Kripto benimseme konusunda ekonomik modeller çalıştırmak için kuantum hesaplama

Pek çok açıdan, ikili 1'leri ve 0'ları temsil etmek için elektrik yükü yerine atomik "dönmeyi" kullanan kuantum hesaplama (QC), üstel bir hızla gelişiyor. Kalite kontrol geniş ölçekte hayata geçirilirse, diğer faydaların yanı sıra mahsul veriminin artırılmasına, daha iyi ilaçların tasarlanmasına ve daha güvenli uçakların üretilmesine yardımcı olarak insan toplumu için bir nimet olabilir. 

Kripto sektörü de kâr edebilir.

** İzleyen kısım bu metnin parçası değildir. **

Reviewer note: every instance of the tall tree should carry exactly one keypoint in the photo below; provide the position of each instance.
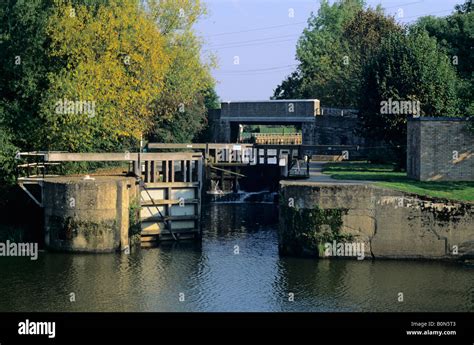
(180, 112)
(113, 58)
(455, 34)
(407, 68)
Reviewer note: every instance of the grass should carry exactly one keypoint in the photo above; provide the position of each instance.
(386, 176)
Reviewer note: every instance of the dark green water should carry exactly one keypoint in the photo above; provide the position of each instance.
(213, 278)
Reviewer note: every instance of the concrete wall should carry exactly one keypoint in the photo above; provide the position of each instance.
(440, 149)
(391, 224)
(279, 109)
(317, 129)
(88, 215)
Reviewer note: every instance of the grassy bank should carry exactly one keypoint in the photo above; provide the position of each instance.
(386, 176)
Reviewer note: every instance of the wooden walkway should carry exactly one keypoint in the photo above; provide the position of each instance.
(170, 187)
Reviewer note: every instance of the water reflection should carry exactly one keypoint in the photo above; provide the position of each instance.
(236, 268)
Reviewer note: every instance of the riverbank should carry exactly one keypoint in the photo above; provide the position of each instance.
(384, 175)
(387, 223)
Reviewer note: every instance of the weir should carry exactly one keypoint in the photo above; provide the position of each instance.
(166, 189)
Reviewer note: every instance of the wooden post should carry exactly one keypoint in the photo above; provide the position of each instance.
(184, 169)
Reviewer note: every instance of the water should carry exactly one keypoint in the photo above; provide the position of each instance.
(213, 277)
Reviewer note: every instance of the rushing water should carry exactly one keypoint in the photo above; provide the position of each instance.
(214, 277)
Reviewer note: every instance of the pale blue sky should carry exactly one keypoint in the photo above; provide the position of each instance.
(263, 36)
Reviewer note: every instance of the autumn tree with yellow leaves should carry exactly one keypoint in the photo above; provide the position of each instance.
(99, 75)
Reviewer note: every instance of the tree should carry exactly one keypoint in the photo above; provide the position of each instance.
(23, 68)
(325, 58)
(455, 35)
(113, 58)
(290, 88)
(332, 51)
(407, 68)
(180, 112)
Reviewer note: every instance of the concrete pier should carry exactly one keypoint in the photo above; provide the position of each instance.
(88, 215)
(389, 223)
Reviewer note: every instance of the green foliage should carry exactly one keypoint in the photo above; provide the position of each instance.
(137, 62)
(332, 51)
(410, 68)
(387, 177)
(455, 35)
(7, 160)
(180, 112)
(23, 68)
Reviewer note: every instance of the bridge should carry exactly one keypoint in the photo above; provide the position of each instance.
(171, 184)
(318, 125)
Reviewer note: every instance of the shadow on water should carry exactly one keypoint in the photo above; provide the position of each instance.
(235, 268)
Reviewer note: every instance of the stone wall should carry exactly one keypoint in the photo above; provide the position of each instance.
(316, 130)
(279, 109)
(88, 215)
(391, 224)
(440, 149)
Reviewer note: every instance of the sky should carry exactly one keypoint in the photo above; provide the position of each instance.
(261, 36)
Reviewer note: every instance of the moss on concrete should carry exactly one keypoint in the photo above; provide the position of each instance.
(304, 231)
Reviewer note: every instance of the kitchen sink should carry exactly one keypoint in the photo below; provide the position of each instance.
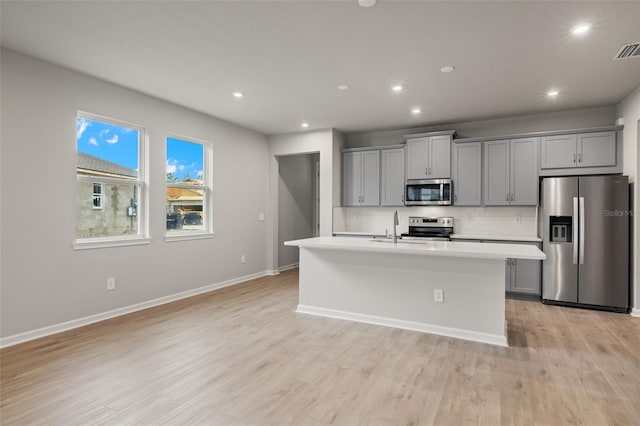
(389, 240)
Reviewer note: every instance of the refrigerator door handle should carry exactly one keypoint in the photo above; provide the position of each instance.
(582, 230)
(574, 232)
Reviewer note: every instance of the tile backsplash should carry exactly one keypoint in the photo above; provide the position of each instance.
(498, 221)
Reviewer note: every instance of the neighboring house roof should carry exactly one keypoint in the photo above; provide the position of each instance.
(88, 164)
(183, 194)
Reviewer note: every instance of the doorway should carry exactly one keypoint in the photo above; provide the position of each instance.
(298, 204)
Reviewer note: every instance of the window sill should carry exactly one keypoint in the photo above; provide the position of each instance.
(184, 236)
(96, 243)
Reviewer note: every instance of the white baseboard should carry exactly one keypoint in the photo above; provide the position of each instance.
(68, 325)
(287, 267)
(493, 339)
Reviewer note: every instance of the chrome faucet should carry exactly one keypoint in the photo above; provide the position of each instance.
(395, 224)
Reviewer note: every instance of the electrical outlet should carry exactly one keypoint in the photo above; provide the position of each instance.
(111, 283)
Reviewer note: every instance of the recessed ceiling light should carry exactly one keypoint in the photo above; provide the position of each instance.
(581, 29)
(367, 3)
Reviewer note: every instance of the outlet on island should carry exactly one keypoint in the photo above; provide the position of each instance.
(111, 283)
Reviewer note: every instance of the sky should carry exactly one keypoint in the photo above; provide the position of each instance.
(184, 159)
(107, 141)
(119, 145)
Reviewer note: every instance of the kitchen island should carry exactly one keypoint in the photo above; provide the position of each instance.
(379, 282)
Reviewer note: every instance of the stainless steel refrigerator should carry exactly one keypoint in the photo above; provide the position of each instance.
(584, 224)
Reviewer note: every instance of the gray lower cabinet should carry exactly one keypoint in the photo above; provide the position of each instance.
(523, 276)
(361, 178)
(511, 172)
(466, 174)
(392, 183)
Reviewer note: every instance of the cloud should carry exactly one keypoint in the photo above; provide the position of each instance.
(171, 166)
(81, 126)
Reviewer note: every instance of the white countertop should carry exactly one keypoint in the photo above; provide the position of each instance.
(358, 234)
(495, 237)
(427, 248)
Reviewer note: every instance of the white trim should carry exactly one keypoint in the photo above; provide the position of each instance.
(80, 322)
(287, 267)
(474, 336)
(183, 236)
(94, 243)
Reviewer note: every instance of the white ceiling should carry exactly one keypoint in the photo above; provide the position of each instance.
(289, 56)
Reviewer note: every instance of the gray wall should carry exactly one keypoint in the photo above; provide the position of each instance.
(43, 280)
(573, 119)
(296, 192)
(629, 109)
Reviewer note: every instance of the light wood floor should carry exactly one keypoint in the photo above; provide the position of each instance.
(241, 356)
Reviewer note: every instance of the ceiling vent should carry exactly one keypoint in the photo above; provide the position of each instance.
(631, 50)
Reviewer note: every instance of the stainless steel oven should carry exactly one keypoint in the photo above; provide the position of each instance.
(428, 192)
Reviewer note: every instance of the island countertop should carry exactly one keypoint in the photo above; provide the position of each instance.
(427, 248)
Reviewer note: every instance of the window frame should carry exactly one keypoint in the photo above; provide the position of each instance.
(206, 187)
(141, 183)
(99, 195)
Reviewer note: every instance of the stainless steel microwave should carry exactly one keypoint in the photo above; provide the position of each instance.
(428, 192)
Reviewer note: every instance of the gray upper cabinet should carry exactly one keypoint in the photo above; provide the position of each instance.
(466, 174)
(596, 149)
(440, 157)
(524, 172)
(511, 172)
(429, 157)
(361, 178)
(370, 178)
(351, 178)
(417, 158)
(558, 152)
(392, 185)
(496, 173)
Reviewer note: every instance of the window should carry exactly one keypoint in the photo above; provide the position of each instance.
(109, 180)
(97, 195)
(188, 187)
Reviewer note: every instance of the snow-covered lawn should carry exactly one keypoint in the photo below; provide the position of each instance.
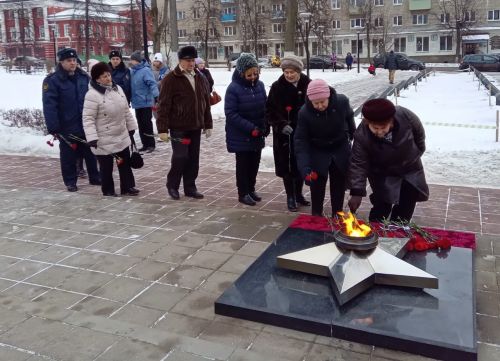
(455, 155)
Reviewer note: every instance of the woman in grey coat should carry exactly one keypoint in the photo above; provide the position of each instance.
(108, 126)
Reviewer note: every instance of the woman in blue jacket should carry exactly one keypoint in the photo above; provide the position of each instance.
(245, 109)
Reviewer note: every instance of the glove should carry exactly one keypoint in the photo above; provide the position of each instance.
(287, 130)
(92, 143)
(354, 203)
(311, 177)
(164, 137)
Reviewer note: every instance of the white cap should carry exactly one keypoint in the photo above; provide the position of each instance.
(158, 57)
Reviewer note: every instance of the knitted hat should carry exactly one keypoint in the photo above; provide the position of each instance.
(137, 56)
(99, 69)
(245, 62)
(158, 57)
(187, 52)
(115, 53)
(292, 62)
(318, 89)
(378, 110)
(67, 53)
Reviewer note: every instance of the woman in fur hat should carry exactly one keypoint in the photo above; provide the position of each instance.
(246, 127)
(286, 97)
(108, 126)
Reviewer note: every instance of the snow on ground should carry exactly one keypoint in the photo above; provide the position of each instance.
(455, 155)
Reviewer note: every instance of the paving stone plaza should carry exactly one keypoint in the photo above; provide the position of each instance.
(85, 277)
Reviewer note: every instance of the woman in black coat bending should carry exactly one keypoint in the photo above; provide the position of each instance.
(322, 144)
(285, 98)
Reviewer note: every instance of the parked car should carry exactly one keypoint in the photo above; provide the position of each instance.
(404, 62)
(323, 62)
(482, 62)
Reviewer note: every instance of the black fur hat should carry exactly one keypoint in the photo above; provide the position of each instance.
(187, 52)
(99, 69)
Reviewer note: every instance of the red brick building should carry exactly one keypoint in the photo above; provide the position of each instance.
(35, 28)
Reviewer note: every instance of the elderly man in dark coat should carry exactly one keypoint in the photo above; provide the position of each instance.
(63, 97)
(286, 97)
(325, 127)
(387, 150)
(184, 111)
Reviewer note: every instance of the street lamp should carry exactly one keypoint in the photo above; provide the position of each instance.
(357, 50)
(305, 17)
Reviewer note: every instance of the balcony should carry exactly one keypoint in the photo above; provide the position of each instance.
(227, 18)
(420, 4)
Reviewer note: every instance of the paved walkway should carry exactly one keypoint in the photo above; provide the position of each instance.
(84, 277)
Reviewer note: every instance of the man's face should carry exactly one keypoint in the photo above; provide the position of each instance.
(69, 64)
(291, 75)
(380, 129)
(115, 61)
(187, 64)
(320, 104)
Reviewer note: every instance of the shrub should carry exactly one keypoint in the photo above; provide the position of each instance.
(25, 118)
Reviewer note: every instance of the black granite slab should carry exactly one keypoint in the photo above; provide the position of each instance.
(438, 323)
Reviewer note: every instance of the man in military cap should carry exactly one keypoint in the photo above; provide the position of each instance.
(63, 96)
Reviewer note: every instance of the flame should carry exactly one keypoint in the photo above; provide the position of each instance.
(352, 227)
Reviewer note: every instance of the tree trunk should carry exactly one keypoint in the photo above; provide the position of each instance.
(291, 26)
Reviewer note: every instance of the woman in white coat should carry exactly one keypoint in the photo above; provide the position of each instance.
(108, 126)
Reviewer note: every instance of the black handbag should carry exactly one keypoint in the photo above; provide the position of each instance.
(136, 160)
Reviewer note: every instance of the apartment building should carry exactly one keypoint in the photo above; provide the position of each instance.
(423, 29)
(36, 28)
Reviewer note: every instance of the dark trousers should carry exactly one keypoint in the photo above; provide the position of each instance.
(106, 162)
(185, 161)
(293, 186)
(69, 159)
(408, 196)
(337, 191)
(247, 167)
(144, 116)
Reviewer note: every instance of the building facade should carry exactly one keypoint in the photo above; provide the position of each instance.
(39, 28)
(422, 29)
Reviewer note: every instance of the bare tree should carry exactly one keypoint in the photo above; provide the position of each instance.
(458, 16)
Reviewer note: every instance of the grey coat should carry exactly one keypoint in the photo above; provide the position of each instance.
(386, 164)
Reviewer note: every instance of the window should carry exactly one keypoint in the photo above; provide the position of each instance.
(422, 43)
(67, 30)
(419, 19)
(493, 15)
(353, 46)
(446, 42)
(278, 28)
(400, 45)
(337, 46)
(357, 23)
(229, 30)
(212, 52)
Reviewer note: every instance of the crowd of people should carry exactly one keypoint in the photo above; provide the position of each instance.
(314, 134)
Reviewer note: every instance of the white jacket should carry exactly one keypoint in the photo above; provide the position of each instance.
(107, 119)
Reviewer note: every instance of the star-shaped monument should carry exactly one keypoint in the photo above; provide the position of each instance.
(352, 272)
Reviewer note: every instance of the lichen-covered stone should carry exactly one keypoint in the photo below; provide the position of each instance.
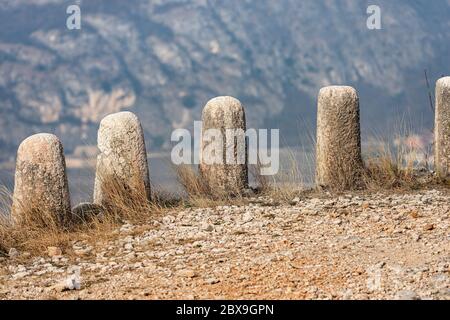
(338, 154)
(85, 212)
(122, 158)
(442, 127)
(40, 179)
(222, 175)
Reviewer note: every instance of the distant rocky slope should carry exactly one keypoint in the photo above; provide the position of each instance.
(165, 59)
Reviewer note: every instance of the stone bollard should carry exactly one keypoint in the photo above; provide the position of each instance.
(223, 150)
(442, 128)
(41, 185)
(338, 152)
(122, 162)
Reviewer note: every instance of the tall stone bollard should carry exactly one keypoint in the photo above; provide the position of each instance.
(122, 162)
(41, 185)
(442, 128)
(338, 154)
(223, 150)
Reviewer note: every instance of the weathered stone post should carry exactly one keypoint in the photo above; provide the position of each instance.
(122, 161)
(223, 148)
(338, 154)
(442, 128)
(41, 185)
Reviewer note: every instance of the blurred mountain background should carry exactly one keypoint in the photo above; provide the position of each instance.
(164, 59)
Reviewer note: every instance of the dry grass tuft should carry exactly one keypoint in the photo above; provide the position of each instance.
(400, 166)
(198, 193)
(36, 230)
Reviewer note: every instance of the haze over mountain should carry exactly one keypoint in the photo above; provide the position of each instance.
(165, 59)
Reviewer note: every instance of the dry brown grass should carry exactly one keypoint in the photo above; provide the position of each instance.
(198, 193)
(37, 230)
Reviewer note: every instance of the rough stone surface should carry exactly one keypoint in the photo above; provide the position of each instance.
(123, 156)
(352, 246)
(224, 113)
(339, 162)
(40, 178)
(442, 127)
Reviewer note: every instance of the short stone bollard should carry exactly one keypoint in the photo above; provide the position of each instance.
(41, 185)
(442, 128)
(338, 152)
(223, 150)
(122, 162)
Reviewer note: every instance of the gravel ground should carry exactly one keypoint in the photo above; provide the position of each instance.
(355, 246)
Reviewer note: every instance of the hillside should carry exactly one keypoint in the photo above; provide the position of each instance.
(165, 59)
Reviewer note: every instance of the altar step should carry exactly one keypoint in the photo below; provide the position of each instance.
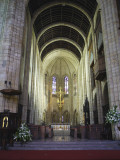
(68, 145)
(61, 132)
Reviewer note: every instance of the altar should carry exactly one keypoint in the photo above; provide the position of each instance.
(61, 129)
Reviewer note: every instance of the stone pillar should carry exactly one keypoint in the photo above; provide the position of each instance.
(11, 50)
(111, 39)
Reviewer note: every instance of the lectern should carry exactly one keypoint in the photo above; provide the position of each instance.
(8, 125)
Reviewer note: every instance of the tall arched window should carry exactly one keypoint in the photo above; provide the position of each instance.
(66, 84)
(54, 85)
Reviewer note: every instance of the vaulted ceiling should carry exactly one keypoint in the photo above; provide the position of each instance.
(62, 24)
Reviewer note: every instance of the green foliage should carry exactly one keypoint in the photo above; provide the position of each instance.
(113, 116)
(23, 134)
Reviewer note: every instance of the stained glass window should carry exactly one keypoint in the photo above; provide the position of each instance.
(54, 85)
(66, 84)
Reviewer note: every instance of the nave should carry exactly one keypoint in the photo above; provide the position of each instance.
(67, 143)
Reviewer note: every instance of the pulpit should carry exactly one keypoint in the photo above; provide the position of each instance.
(8, 126)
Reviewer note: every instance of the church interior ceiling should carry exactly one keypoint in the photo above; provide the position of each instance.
(75, 13)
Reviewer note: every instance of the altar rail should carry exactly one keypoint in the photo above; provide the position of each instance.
(40, 131)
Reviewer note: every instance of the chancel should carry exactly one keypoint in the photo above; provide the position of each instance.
(60, 67)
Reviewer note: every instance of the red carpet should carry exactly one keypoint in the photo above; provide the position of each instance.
(61, 155)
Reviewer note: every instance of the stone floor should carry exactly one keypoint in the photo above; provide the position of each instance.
(67, 143)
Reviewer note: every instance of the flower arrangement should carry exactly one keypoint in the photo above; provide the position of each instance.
(113, 116)
(23, 134)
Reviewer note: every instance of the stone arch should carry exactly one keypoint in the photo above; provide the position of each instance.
(66, 116)
(63, 39)
(41, 9)
(55, 117)
(60, 24)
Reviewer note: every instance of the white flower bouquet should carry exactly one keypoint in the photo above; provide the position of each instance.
(23, 134)
(113, 116)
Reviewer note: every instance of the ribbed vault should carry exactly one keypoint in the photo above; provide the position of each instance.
(78, 13)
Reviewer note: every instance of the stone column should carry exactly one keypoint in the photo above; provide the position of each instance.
(111, 39)
(11, 51)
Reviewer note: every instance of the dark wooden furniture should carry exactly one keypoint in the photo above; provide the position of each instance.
(8, 125)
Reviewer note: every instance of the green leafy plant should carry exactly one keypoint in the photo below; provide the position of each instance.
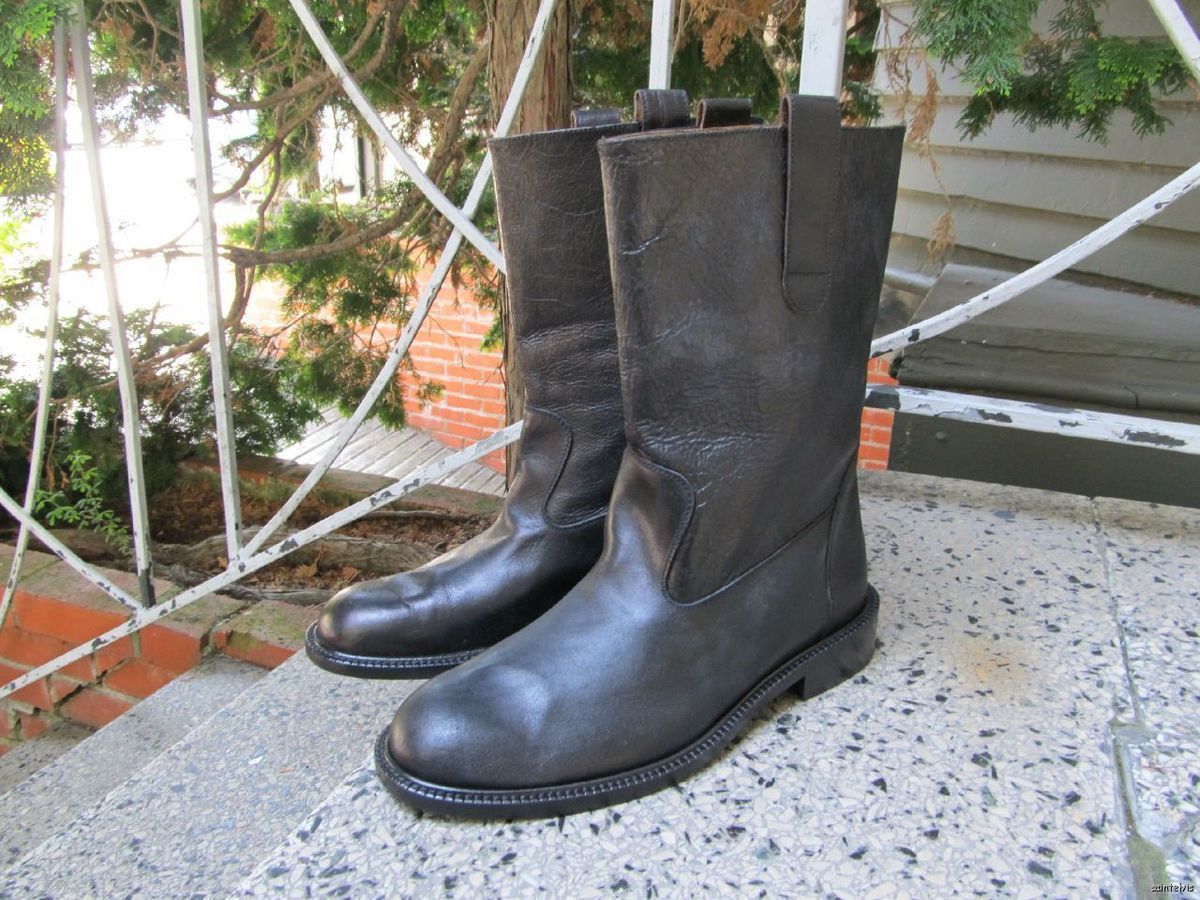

Örneğin geçen hafta, Kanada Bankası tarafından görevlendirilen bir proje, Kanadalı finans kuruluşları arasında kripto para biriminin benimsenmesini simüle etti. kuantum hesaplamayı kullanma

Kanada Bankası veri bilimi direktörü Maryam Haghighi bir basın açıklamasında, "Kuantum hesaplamanın gücünü, klasik hesaplama tekniklerini kullanarak çözülmesi zor bir araştırma vakasında test etmek istedik" dedi. 

Ancak diğerleri, olağanüstü "kaba kuvvet" gücü göz önüne alındığında kuantum hesaplamanın, Bitcoin'e hizmet eden blockchain'in kriptografik yapısını da kırabileceğinden endişe ediyor (BTC) kurulduğu günden bu yana çok iyi. Gerçekten de bazıları, herhangi bir karşı önlemin geliştirilmediği varsayılarak, kuantum bilgisayarların BTC özel anahtarının temel bileşenleri olan muazzam asal sayıları tanımlamasının yalnızca bir zaman meselesi olduğunu söylüyor. 

Bu doğrultuda yakın zamanda yayınlanan bir makale hesaplanmış Bir BTC özel anahtarını kopyalamak için ne kadar kuantum gücüne ihtiyaç duyulacağı, yani makalenin yazarlarının açıkladığı gibi "Bitcoin ağındaki anahtarların 256 bitlik eliptik eğri şifrelemesini kırmak için gereken fiziksel kübit sayısı". Sussex Üniversitesi ile bağlantılı. 

Elbette bu kolay bir iş olmayacaktır. Bitcoin'in genel anahtarları özel anahtarlara dönüştüren algoritması "tek yönlüdür"; bu, özel bir anahtardan genel bir anahtar oluşturmanın kolay olduğu, ancak günümüz bilgisayarlarını kullanarak bir genel anahtardan özel bir anahtar türetmenin neredeyse imkansız olduğu anlamına gelir. 

Ek olarak, tüm bunların yaklaşık 10 dakika içinde yapılması gerekir; bu, bir genel anahtarın Bitcoin ağında açığa çıktığı veya savunmasız olduğu ortalama süre kadardır. Ayrıca, genel anahtarın BTC adresiyle aynı olduğunu varsayar; Bitcoin'in ilk günlerinde, BTC adresleri oluşturmak için genel anahtarları "karmalamak" amacıyla KECCAK algoritmasını kullanmanın yaygın bir uygulama haline gelmesinden önceki çoğu zaman olduğu gibi. Mevcut Bitcoin'in yaklaşık dörtte birinin karmalanmamış genel anahtarlar kullandığı tahmin ediliyor.

Bu kısıtlamalar göz önüne alındığında yazarlar, 1.9 dakika içinde tek bir Bitcoin özel anahtarına nüfuz etmek için 10 milyar kubitin gerekli olacağını tahmin ediyor. Qubitler veya kuantum bitleri, klasik hesaplamadaki "bitlerin" analogudur. Karşılaştırıldığında, günümüzün çoğu proto-QC bilgisayarı 50-100 kübit toplayabilir, ancak IBM'in son teknoloji ürünü Eagle kuantum işlemcisi 127 kübiti yönetebilir. 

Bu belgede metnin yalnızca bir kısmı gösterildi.